I deal with a lot of remote offices located in parts of the world where the local grid power supply is unreliable.

  • Power can go off anytime with no warning, with outages ranging from minutes to days
  • Power fluctuation is wild, with spikes and brown outs

Currently the offices will have some or all of the following:

  • A generator, with an inverter, or some sort of manual switch
  • A big UPS or battery array connecting a number of devices
  • Several smaller APC UPS with computers attached
  • Low cost Voltage Regulators sometimes connected between mains and UPS or device.

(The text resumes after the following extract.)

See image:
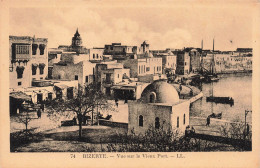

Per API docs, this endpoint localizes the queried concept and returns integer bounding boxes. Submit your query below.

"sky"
[9,6,252,50]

I know that each of these things needs to be appropriately rated for the equipment to which it is connected (although I am not sure how to calculate the correct rating).

The offices will generally have the following equipment (in varying quantities):

  • some sort of internet connection device (VSAT router, ADSL modem, WiMax router)
  • Cisco ASA 5505 firewall
  • a bunch of PCs
  • printers
  • one server

I don't seek to replace the advice of an electrician, but in some of these locations they only answer the questions you ask them, so I need to make sure I have enough understanding of the essentials to protect equipment from damage, and possibly get through some power cuts.

  • It isn't clear what you are asking for here. The only considerations I can see here are 1) do you have everything connected to a UPS, and 2) is the generator in working order and sized to handle the load? I'm also not sure if that "stabiliser" line is an attempt at a joke. – psusi Mar 21 '12 at 15:19
  • Not a joke - but they are called Voltage Regulators, not stabilisers (but they are sometimes called that) - question updated to reflect. – dunxd Mar 22 '12 at 10:59

I have a client in the desert outside of Palm Beach, California... Worst power ever! They have the spikes, dips and brownouts/blackouts you mention. In 7 years working with them, I've blown 10 HP ProLiant power supplies, numerous power strips, multiple UPS units and batteries and a handful of network switches. I don't think there's much you can do to stabilize things. The power cycles will strain your UPS batteries. On the server side, I have a secondary system onsite that can handle application-level failover. I was lucky enough to have an electrical engineer nearby to actually fix components when manufacturer spares weren't available!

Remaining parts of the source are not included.